Generations from now we will look back at the current pandemic as a hugely significant period in our history, with a massive archive of analysis and hindsight. The worldwide plague will become one of the best documented events of the current millennium and hopefully provide the lessons to prevent if ever happening again. But what about some of the lesser, often insignificant happenings of the past 50 to 60 years that have long been swept under the carpet of Sydney’s modern day profile – the kind of stuff we would prefer not to talk about anymore.
There are thousands of these incidents, tragedies and outrages that are seldom recalled but for some welcome relief from the current Covid onslaught here are just a few to jolt your memory:
WHEN THE SWASTIKA FLEW IN BRIDGE STREET: It was 1939 and Germany had just invaded Poland. An angry crowd had gathered outside the German consulate housed in the Cliveden Building at 4 Bridge Street in the Sydney CBD. A large swastika flag waved defiantly from a third floor window, well out of reach of the hundreds of protestors below, who would have gladly ripped it to shreds. The Cliveden building still stands, now an upmarket apartment block, with few of its current residents aware of its evil Nazi legacy. During the 90s, when the block was more a mixture of offices and residential the Cliveden was also home to a number of brothels, including the infamous Tokyo Steam.
TOPLESS BARMAIDS IN GENTRIFIED PADDINGTON: Sydney pubs have had their share of topless barmaids over the years, usually the more working class establishments in the West and Inner West. Yet in the late 70s, the Bellevue Hotel in Hargrave Street Paddington regularly featured topless bar staff, along with r’n’b and blues bands. Any Paddo pub that tried that these days would be not only crazy, but immediately boycotted by most of the locals.
SEX ON STAGE: Corruption and permissiveness defined Sydney in the 80s. The ‘Sinema’ in Oxford Street Darlinghurst and The Hub in King Street Newtown featured a non-stop program of adult movies (aka porno) but the main attraction were the ladies who disrobed on stage and often invited members of the audience to join them in unmentionable extra curricular activities. Meanwhile in Pitt Street the equally raunchy Town Cinema, featured a cosy upstairs brothel, conveniently located for those patrons wishing to unleash their pent-up libido.

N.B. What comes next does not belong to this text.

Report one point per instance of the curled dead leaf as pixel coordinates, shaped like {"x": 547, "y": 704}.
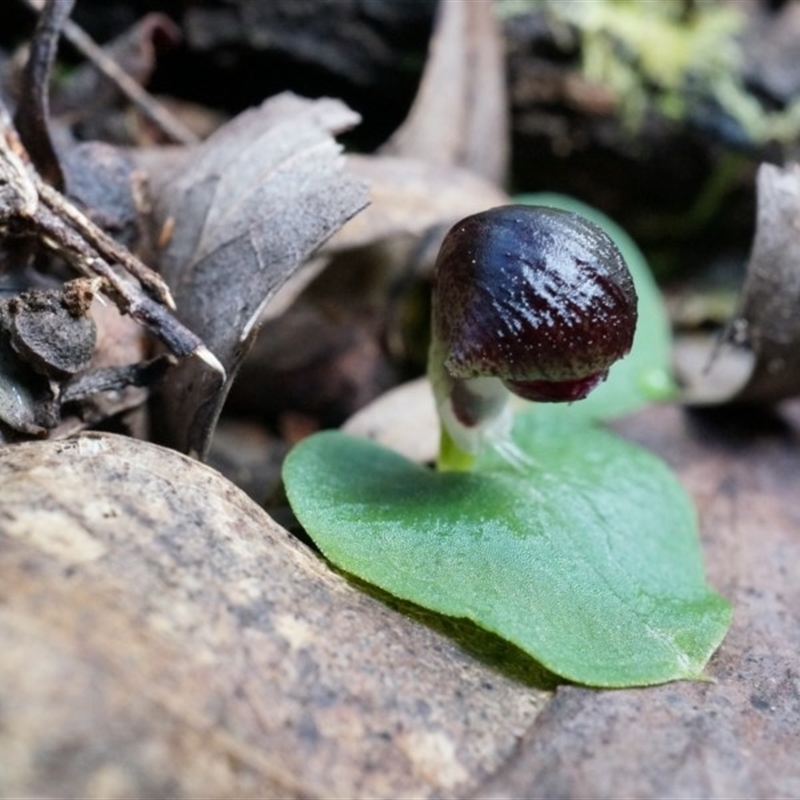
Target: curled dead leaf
{"x": 247, "y": 208}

FAUNA LET LOOSE AT THE ART GALLERY: When Lyndon Johnson visited Sydney in 1966, the first incumbent US President to do so, the then premier Bob Askin was looking for a suitably impressive building to stage a welcome. Sydney was short on monumental edifices at the time and the Art Gallery of NSW with its multi-pillar early Greek façade was chosen for the occasion. The exterior was decorated with gum trees, complete with live koalas and other Australian marsupials. It was pure Australiana kitsch and when Askin later joked to LBJ in the motorcade, “Drive Over The Bastards”, he was referring to demonstrators, not a couple of wombats that had escaped from the diorama.

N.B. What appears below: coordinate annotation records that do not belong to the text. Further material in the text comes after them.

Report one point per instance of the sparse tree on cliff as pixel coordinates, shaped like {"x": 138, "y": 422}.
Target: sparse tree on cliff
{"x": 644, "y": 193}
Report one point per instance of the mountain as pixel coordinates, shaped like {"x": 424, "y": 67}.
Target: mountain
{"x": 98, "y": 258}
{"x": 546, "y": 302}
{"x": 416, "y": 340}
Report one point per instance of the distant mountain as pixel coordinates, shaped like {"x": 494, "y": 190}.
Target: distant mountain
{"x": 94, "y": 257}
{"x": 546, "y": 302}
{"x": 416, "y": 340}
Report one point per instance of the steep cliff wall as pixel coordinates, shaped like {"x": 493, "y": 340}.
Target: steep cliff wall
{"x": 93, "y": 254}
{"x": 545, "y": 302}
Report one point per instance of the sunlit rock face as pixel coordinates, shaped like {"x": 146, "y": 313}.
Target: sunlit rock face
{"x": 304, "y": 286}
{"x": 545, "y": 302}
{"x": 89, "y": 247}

MONKEY CYCLISTS AT TARONGA PARK: In a less enlightened era, captive animals were often exploited as a form of entertainment, as opposed to their conservation value today. Many will remember the elephant rides at Taronga Park, which were phased out in the late 60s, but does anybody recall the even more demeaning monkey circus that ran for some 30 years from 1936. Our fellow primates were coerced into performing stupid tricks such as roller skating, riding bicycles and balancing on the backs of dogs. One such monkey, known as Mabel was deemed the “Zoological Cycling Champion” as she hurtled dizzingly around the arena. I guess the prevailing economic rationale at the time was “you pay peanuts and you get monkeys”.
To reinvent a line from the old TV series – “There are millions of stories in the Naked City, this has been just a few of them.”